Une nouvelle circulaire pour apprécier les projets de renouvellement des parcs éoliens terrestres
Monique Barbut, ministre de la Transition écologique, et Mathieu Lefèvre, son ministre délégué, viennent d'adresser, ce 20 mars, aux préfets une nouvelle circulaire relative à l'appréciation des projets de renouvellement des parcs éoliens terrestres. La précédente – désormais abrogée – n'aura guère eu le temps d'être mise en œuvre, puisqu'elle datait seulement du 5 septembre dernier (lire notre article).

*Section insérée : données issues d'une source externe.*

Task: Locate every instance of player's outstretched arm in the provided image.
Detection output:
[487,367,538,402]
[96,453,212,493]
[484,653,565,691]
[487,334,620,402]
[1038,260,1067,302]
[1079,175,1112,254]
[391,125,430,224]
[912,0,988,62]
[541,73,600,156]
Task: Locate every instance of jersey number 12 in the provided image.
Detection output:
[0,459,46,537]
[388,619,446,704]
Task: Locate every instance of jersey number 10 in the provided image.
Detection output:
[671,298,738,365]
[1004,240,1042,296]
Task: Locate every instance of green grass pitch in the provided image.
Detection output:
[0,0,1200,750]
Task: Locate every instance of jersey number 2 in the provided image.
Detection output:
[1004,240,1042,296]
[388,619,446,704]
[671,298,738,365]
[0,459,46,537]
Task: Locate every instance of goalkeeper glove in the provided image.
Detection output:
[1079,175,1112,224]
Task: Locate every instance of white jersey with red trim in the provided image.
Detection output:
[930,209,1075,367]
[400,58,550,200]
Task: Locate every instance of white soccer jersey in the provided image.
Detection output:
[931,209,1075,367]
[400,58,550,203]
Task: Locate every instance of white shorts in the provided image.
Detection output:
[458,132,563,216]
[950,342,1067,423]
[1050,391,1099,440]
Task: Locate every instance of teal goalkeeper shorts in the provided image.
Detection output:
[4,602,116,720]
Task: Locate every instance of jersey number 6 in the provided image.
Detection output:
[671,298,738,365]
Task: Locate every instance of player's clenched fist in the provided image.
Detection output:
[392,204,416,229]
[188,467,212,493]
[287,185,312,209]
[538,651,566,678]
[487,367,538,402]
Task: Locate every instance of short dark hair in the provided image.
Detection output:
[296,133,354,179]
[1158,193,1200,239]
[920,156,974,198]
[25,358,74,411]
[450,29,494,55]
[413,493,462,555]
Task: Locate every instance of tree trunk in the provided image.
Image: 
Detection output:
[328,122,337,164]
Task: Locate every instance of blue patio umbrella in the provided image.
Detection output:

Pour autant, que les personnes concernées qui ont planché sur la précédente instruction se rassurent : les différences entre les deux versions sont minimes. À dire vrai, on n'en recense même qu'une seule : le nouveau texte considère que, lors d'une opération de remplacement, au même emplacement, d'éoliennes en place par des éoliennes plus hautes, une augmentation de moins de 35% de la hauteur de l'ensemble des éoliennes relève d'une modification "notable", alors que la précédente fixait ce seuil à 33% (10% avant la circulaire de 2025). Et, en conséquence, l'appréciation au cas par cas du caractère "substantiel" ou "notable" de la modification se fera lorsque l'augmentation de la hauteur des éoliennes sera comprise entre 35 et 50%. Au-delà de 50%, l'augmentation relève, sans changement, automatiquement d'une modification "substantielle" – ce qui nécessite une nouvelle autorisation environnementale. En pratique, ce relèvement du seuil de 33 à 35% pourrait par exemple faire basculer le remplacement d'une éolienne de 120 m par une éolienne de 160 m du régime du cas par cas vers le simple porter à connaissance.
La nouvelle circulaire reprend en outre les mêmes quatre annexes que la précédente, lesquelles ne sont toutefois pas jointes au document principal. Elles devraient être prochainement republiées, a indiqué le ministère à Localtis. Elles restent dans tous les cas disponibles en annexe de la précédente circulaire, ici.